Sinon, au quotidien, quand j'ai des petits blocages, qu'il s'agisse d'un manque d'idée ou d'idées impossibles à discipliner, je vais courir. C'est mon côté kinesthésique je pense : mon esprit, pour se déplacer, a besoin que mon corps se déplace aussi. Je crois aussi qu'il y a un petit côté masochiste à tout ça, j'ai parfois besoin de me faire mal, parfois besoin de m'auto-analyser (mes Asics sont les meilleures psy qu'il m'ait été donné de rencontrer...), et cela passe par une activité physique intense, mais aussi par le mouvement du corps.

2 commentaires:

Ramettes a dit…

Merci pour cette brève réponse !
Ramettes c'est pour tout le papier que je pensais économiser en écrivant sur le net.
En même temps il y a mes initiales RM ... et dans ma langue natale (valenciano) rameta c'est petite branche... l'histoire est plus longue mais je m'arrête là !
Quand au côté quichotesque je l'avais bien repéré.
C'est très logique tout ce que tu dis...
C'était quoi ma prochaine question ? Que va t-il se passer quand le mois de... va se terminer ? Qui va te poser des questions ? Tes personnages ? Lol.

Olivier Bihl a dit…

Bonsoir Raphaël, et bien cela devient un exceptionnel moment d'échanges.... bravo des questions et naturellement des réponses très détaillées de Mister Bardas... je suis maintenant au 17 ième chapitre du second volume des oeuvres des chevaliers, je ne sais si je parviendrais à le finir d'ici le 15 Octobre sans compter que la relève est là pour le mois prochain et il me faut aussi le lire.
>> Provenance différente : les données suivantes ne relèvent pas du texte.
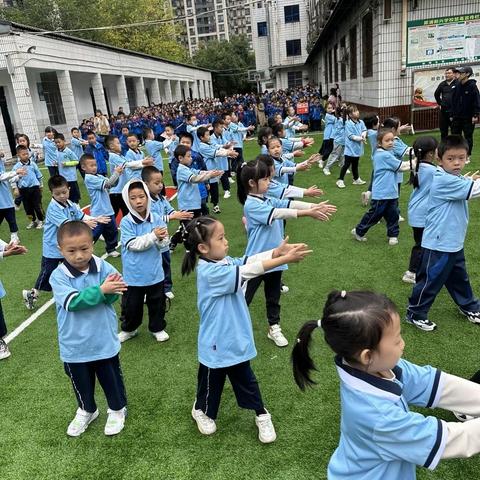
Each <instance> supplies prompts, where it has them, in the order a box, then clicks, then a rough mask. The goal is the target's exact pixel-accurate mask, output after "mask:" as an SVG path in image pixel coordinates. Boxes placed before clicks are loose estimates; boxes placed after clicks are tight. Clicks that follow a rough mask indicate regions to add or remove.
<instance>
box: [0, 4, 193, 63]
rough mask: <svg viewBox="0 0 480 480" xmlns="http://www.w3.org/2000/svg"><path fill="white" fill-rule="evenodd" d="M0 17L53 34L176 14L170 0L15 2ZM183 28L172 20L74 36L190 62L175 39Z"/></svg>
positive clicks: (120, 46)
mask: <svg viewBox="0 0 480 480" xmlns="http://www.w3.org/2000/svg"><path fill="white" fill-rule="evenodd" d="M0 17H1V18H5V19H6V20H11V21H14V22H17V23H22V24H25V25H32V26H35V27H37V28H41V29H44V30H52V31H54V30H76V29H82V28H92V27H102V26H110V25H124V24H131V23H138V22H145V21H150V20H168V19H170V18H173V12H172V6H171V3H170V1H169V0H122V1H121V2H112V1H111V0H95V1H90V2H89V1H85V0H23V1H17V2H15V6H14V7H3V8H0ZM181 28H182V27H181V26H180V24H179V23H174V22H173V21H171V22H165V23H161V24H156V25H152V26H139V27H128V28H118V29H106V30H88V31H84V32H73V33H72V34H71V35H73V36H76V37H81V38H85V39H88V40H94V41H97V42H101V43H107V44H109V45H113V46H115V47H121V48H126V49H129V50H135V51H139V52H143V53H147V54H149V55H155V56H158V57H161V58H165V59H167V60H174V61H178V62H185V63H188V62H189V61H190V59H189V57H188V52H187V50H186V49H185V48H184V47H183V46H182V45H181V44H180V43H179V42H178V41H177V40H176V38H178V37H179V35H180V34H181Z"/></svg>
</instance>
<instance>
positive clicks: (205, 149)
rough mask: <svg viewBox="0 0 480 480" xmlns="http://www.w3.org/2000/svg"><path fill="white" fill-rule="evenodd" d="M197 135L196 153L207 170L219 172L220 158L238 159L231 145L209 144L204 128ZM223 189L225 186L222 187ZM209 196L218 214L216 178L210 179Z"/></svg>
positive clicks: (219, 209)
mask: <svg viewBox="0 0 480 480" xmlns="http://www.w3.org/2000/svg"><path fill="white" fill-rule="evenodd" d="M220 125H222V129H223V124H221V123H220ZM218 128H220V127H219V126H218V125H217V129H218ZM197 135H198V138H199V139H200V149H199V150H198V153H200V155H202V157H203V159H204V160H205V164H206V165H207V168H208V169H209V170H221V167H222V165H224V162H223V161H222V158H223V159H225V158H228V157H230V158H237V157H238V153H237V152H235V151H234V150H233V148H231V145H230V146H229V148H224V147H222V146H221V145H213V144H211V142H210V132H209V131H208V129H206V128H205V127H200V128H199V129H198V130H197ZM224 166H225V165H224ZM227 168H228V167H227ZM222 175H223V174H222ZM177 181H178V172H177ZM226 183H227V189H226V190H225V192H227V191H228V193H229V194H230V191H229V189H230V186H229V185H228V180H227V181H226ZM223 187H224V189H225V185H223ZM210 196H211V200H212V203H213V212H214V213H220V207H219V206H218V178H217V176H214V177H210ZM229 196H230V195H229ZM225 198H228V197H225Z"/></svg>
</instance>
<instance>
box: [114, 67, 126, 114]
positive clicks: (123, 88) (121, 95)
mask: <svg viewBox="0 0 480 480" xmlns="http://www.w3.org/2000/svg"><path fill="white" fill-rule="evenodd" d="M117 95H118V105H117V106H116V107H113V111H114V112H115V111H118V107H123V111H124V112H125V113H126V114H127V115H128V114H129V113H130V105H129V103H128V95H127V85H126V84H125V76H124V75H119V76H118V77H117Z"/></svg>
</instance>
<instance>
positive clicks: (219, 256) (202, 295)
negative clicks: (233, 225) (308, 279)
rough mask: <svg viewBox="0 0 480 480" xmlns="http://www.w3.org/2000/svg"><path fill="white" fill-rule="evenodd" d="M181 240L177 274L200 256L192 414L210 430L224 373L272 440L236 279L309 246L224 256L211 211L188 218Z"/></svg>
mask: <svg viewBox="0 0 480 480" xmlns="http://www.w3.org/2000/svg"><path fill="white" fill-rule="evenodd" d="M184 245H185V250H186V252H185V257H184V260H183V264H182V275H188V274H189V273H191V272H192V271H193V270H194V269H195V264H196V262H197V255H198V256H200V260H199V262H198V266H197V292H198V299H197V305H198V310H199V314H200V328H199V332H198V361H199V368H198V384H197V395H196V399H195V402H194V404H193V408H192V417H193V419H194V420H195V421H196V423H197V426H198V430H199V431H200V433H202V434H203V435H212V434H213V433H215V431H216V429H217V426H216V424H215V419H216V418H217V412H218V408H219V406H220V398H221V395H222V392H223V387H224V384H225V379H226V377H227V376H228V378H229V380H230V382H231V384H232V387H233V391H234V392H235V396H236V398H237V403H238V405H239V406H240V407H242V408H248V409H250V410H254V411H255V414H256V417H255V424H256V425H257V427H258V438H259V440H260V441H261V442H262V443H271V442H274V441H275V439H276V437H277V435H276V433H275V428H274V426H273V423H272V419H271V416H270V413H269V412H268V411H267V410H266V409H265V407H264V404H263V400H262V397H261V394H260V389H259V387H258V383H257V380H256V378H255V374H254V373H253V370H252V368H251V366H250V360H252V359H253V358H254V357H255V356H256V354H257V352H256V349H255V342H254V339H253V329H252V321H251V318H250V315H249V312H248V307H247V304H246V302H245V297H244V294H243V291H242V284H243V283H244V282H245V281H247V280H249V279H253V278H255V277H257V276H258V275H262V274H263V273H264V272H265V271H267V270H271V269H273V268H278V267H280V266H282V265H286V264H287V263H293V262H298V261H300V260H303V258H305V256H306V255H308V254H309V253H310V251H309V250H307V248H308V247H307V246H306V245H305V244H297V245H289V244H287V242H286V241H283V242H281V243H280V244H279V245H278V247H277V248H275V249H271V250H269V251H266V252H262V253H260V254H258V255H254V256H252V257H250V256H249V257H248V258H247V257H243V258H232V257H229V256H227V253H228V241H227V239H226V237H225V230H224V227H223V225H222V224H221V223H220V222H218V221H216V220H214V219H213V218H211V217H201V218H198V219H194V220H192V221H191V222H190V223H189V224H188V226H187V228H186V230H185V236H184ZM207 286H208V287H207Z"/></svg>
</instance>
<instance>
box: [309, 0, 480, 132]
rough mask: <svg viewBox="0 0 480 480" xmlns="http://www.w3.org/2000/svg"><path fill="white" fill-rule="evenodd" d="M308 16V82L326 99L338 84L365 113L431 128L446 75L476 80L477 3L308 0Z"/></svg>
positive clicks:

Je trouve ce second opus plus fluide ... est-ce une impression partagée ? Raphaël relis-tu tes ouvrages une fois publiés ? Et de là corriger éventuellement le second volume ? Plus je lis et découvre ces chevaliers comme leurs comparses, plus je vois l'ensemble en BD et toi Raphaël ? Je suis surpris que dans tes livres lus dans ta prime jeunesse tu n'es pas glissé "L'île aux Trésors" parce que l'Arquebuse c'est un peu Long John Silver ? Tu préferes la version Stevenson ou celle de Bjorn Larsson ? Et même pas un petit Jules Verne?